Amya Case, Co-Editor in Chief

With 111 people in the group, National Honor Society (NHS) is seeing an increase from last year’s induction.

NHS is an organization where students help serve the community and learn to grow as leaders.

The group is working to change the way they run things and make it different than previous years.

“This year I hope for everyone to be very involved and help each other grow,” said NHS Adviser Mrs. Randi Watts.

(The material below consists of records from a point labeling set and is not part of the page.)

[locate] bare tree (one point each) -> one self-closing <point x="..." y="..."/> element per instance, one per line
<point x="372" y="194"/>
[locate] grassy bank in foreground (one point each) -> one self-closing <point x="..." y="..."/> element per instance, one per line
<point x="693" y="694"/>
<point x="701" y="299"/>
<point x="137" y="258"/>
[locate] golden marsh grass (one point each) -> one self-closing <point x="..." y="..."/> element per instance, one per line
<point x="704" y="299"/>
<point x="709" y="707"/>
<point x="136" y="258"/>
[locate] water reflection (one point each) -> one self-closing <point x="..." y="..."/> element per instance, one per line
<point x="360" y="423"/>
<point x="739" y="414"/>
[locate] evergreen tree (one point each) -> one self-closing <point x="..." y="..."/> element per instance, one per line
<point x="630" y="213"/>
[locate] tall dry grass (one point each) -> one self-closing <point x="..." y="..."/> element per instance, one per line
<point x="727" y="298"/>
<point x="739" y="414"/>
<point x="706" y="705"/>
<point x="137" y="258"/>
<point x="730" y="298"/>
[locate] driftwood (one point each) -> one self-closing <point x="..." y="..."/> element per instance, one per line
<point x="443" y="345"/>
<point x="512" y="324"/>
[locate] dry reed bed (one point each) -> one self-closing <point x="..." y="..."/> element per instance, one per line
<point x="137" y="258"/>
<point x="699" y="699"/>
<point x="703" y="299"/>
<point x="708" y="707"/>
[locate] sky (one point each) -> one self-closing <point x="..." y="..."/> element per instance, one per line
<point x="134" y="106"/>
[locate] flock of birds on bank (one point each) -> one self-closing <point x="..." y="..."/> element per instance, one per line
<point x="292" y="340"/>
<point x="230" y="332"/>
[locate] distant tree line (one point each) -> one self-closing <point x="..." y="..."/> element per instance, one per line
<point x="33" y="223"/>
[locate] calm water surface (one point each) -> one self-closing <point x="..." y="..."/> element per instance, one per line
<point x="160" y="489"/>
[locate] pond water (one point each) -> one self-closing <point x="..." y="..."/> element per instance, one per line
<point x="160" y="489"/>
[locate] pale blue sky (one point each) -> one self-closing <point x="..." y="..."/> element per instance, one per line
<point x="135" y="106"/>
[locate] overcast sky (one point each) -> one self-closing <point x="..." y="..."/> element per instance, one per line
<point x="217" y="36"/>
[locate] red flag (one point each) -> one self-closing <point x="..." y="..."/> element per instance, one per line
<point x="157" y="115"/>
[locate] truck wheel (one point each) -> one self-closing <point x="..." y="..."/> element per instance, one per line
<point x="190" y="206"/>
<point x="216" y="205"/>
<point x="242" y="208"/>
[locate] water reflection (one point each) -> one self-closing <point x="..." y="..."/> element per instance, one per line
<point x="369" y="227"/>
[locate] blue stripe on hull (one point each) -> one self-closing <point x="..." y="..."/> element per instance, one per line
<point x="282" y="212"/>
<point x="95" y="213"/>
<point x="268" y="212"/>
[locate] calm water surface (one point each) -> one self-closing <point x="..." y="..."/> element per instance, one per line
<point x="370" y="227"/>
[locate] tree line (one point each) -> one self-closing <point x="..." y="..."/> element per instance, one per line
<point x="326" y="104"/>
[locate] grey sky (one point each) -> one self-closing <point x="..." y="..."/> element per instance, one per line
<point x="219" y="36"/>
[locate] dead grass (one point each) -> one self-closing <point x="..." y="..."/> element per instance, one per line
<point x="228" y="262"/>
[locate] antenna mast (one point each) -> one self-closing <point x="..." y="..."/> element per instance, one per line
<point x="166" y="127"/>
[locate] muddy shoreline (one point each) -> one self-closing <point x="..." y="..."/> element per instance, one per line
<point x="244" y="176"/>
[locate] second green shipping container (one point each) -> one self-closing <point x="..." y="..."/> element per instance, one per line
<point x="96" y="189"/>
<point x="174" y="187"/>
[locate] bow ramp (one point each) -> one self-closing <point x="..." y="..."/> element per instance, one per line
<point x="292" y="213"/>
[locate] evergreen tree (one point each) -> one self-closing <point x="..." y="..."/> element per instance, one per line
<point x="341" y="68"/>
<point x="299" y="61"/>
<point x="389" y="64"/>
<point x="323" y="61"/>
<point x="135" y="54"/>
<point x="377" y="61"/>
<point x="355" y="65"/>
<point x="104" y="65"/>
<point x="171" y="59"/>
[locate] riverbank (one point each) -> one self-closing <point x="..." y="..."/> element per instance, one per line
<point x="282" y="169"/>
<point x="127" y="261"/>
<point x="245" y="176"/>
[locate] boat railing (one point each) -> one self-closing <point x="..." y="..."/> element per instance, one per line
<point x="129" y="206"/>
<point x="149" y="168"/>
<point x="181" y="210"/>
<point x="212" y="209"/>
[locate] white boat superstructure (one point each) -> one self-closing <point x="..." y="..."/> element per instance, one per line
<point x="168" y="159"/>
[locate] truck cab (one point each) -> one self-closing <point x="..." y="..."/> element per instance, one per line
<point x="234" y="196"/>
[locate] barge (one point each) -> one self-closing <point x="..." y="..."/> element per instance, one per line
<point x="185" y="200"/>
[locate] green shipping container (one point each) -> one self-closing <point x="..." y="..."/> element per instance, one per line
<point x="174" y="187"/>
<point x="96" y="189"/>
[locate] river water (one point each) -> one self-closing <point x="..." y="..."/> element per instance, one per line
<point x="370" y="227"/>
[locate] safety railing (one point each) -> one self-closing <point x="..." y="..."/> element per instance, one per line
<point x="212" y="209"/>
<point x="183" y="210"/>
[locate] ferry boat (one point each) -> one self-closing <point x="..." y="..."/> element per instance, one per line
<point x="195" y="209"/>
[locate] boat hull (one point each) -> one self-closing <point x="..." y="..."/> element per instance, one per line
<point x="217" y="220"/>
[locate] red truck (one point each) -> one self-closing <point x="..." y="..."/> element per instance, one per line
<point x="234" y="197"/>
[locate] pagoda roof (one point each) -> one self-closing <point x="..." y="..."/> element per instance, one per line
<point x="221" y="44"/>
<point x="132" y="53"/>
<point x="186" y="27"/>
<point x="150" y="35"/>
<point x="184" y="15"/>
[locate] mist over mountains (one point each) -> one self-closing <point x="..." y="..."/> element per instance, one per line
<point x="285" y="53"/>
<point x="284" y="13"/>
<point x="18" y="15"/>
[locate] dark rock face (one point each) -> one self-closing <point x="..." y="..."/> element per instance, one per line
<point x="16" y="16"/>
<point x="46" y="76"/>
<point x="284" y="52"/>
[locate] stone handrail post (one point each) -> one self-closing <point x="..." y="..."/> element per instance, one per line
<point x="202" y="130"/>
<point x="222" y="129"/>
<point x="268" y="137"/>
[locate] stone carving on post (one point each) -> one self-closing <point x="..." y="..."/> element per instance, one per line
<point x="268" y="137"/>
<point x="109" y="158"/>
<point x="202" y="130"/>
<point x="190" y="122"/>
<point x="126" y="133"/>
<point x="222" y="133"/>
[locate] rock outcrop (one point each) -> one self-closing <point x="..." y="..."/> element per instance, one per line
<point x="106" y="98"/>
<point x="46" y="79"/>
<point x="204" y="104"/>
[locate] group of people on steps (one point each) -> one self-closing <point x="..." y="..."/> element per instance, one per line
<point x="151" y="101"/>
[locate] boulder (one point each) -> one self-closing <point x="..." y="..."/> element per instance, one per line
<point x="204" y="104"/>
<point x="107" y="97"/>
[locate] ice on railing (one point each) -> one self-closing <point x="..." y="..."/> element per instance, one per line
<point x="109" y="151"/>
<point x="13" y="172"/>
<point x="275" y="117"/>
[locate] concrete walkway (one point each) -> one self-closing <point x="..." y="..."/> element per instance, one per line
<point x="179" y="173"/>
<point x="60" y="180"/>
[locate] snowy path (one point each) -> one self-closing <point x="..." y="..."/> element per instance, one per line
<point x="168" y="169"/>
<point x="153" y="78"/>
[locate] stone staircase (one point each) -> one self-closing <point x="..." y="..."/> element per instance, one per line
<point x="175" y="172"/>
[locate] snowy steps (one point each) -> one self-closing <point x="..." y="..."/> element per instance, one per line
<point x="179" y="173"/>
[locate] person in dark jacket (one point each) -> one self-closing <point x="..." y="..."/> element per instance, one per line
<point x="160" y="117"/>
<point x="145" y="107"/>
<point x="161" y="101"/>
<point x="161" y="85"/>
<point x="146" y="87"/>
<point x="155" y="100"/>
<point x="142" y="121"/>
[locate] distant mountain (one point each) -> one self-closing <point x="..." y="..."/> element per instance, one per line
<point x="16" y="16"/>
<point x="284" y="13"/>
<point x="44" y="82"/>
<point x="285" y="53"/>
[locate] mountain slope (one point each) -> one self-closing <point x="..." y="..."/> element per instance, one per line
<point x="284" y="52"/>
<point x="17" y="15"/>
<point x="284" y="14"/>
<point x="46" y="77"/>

Students in NHS have a required eight hours of service hours.

“This year I want to people to see their service hours not as a mandatory thing but as something they want to do,” said NHS president, Senior Gabe Arthur.

Members of NHS will be volunteering at many events such as helping at Allegiance Health Hospital, tutoring, and the Elementary school talent show.

“I think NHS is becoming more popular throughout the school,” said Arthur. “I think more people see that we’re doing good things and want to be a part of it.”

More people have been hearing about the opportunities NHS has been involved in and have wanted to join.

“NHS looks for four things in people; service, leadership, scholarship and character,” said NHS Adviser Mr. Dean Menegay.

In order to be in NHS students should display those characteristics.

“The honest reason people sign up for NHS is because it looks good on college applications, but most people who sign up for that reason end up enjoying it for other reasons, participating in events that NHS puts on and working with people who have similar traits,” said Menegay.

The induction of the new NHS members took place on Nov. 8 at 5:30 p.m. in the cafetorium.